Затем решил поспать. В то время как он ложился в постель, ему казалось, что он до тонкости знает не только слова и дела, но и сокровенные помыслы Ивана Ивановича, что теперь можно приступить к планомерному творчеству. Он думал о том, что никак нельзя уничтожить полноту Куку, что и баки Иван Ивановичу необходимы, что и страсть его к Детскому Селу следует оставить, что лучше, чем в жизни, не придумаешь; что, может быть, когда уже все будет написано, можно будет кое-что изменить, что сейчас и фамилию следует взять по той же линии. Не Куку, а Кукуреку, фамилию, наскоро придуманную во время ночной прогулки.
Работа шла медленно, но верно.
На бумаге появился Иван Иванович. Самодовольная фигура то здесь, то там мелькала на страницах, то она наслаждалась, сидя на диване, принадлежавшем Достоевскому, то читала в Пушкинском Доме книги из библиотеки Пушкина, то прохаживалась по Ясной Поляне. И был взят дом, в котором жил Куку, правда, дом Свистонов перенес в другую часть города, и было показано, как говорит Куку.

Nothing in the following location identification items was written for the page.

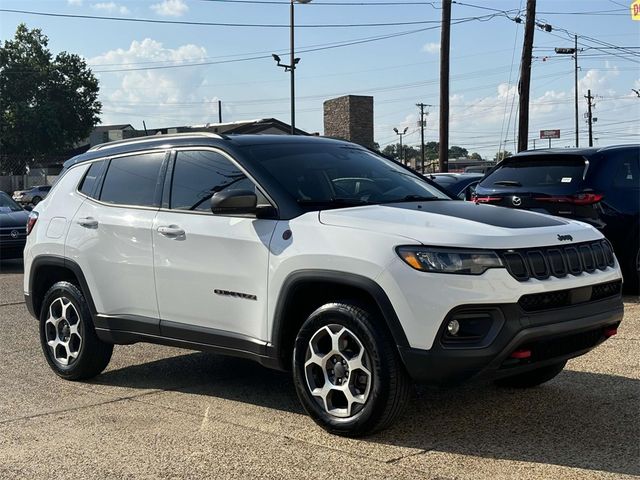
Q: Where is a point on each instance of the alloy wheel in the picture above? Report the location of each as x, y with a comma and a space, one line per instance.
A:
338, 371
63, 331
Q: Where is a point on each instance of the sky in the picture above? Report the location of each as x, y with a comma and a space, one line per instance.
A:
174, 74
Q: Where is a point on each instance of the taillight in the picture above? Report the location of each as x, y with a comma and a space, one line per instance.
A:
31, 222
578, 199
478, 199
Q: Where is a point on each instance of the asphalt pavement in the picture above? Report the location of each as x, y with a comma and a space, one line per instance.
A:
160, 412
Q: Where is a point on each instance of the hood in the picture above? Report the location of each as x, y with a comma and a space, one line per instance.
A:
462, 224
13, 219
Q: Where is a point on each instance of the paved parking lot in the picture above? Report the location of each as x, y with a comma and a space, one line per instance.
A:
160, 412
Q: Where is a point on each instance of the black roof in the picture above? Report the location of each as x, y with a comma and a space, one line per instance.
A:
225, 142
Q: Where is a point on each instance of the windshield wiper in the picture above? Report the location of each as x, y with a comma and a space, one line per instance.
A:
508, 183
414, 198
333, 202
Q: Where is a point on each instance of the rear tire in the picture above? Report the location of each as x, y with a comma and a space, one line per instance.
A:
67, 335
532, 378
345, 358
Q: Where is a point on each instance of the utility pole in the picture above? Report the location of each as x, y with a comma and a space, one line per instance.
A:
423, 124
401, 133
575, 86
589, 116
525, 76
445, 46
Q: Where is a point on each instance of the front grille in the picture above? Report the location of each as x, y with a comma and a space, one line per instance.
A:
535, 302
558, 261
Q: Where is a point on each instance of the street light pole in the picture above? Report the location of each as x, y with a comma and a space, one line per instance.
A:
573, 51
293, 74
293, 61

Свистонов и с собой поступал бесцеремонно. Возьмет какой-нибудь предмет, стоящий у него на столе, или факт из своей биографии и привяжет к кому-нибудь. И тогда заохают все вокруг:
«Смотрите, как он честит себя», – и понесутся слухи, один другого удивительнее. А Свистонов еще увеличивает сплетню.
Он нес наполовину готовое отображение Кукуреку, свернутое в трубочку, в общество довольно еще молодых сплетников и сплетниц.
Общество ждало прихода Свистонова, готовясь проникнуться восхищением, насладиться соотношением придуманного и реального, порастрястись, дать пищу уму своему и воображению.
– Ах, этот Свистонов, – говорили они. – Вот он интересно пишет. А кто Камадашева, наверно, Анна Петровна Рамадашева!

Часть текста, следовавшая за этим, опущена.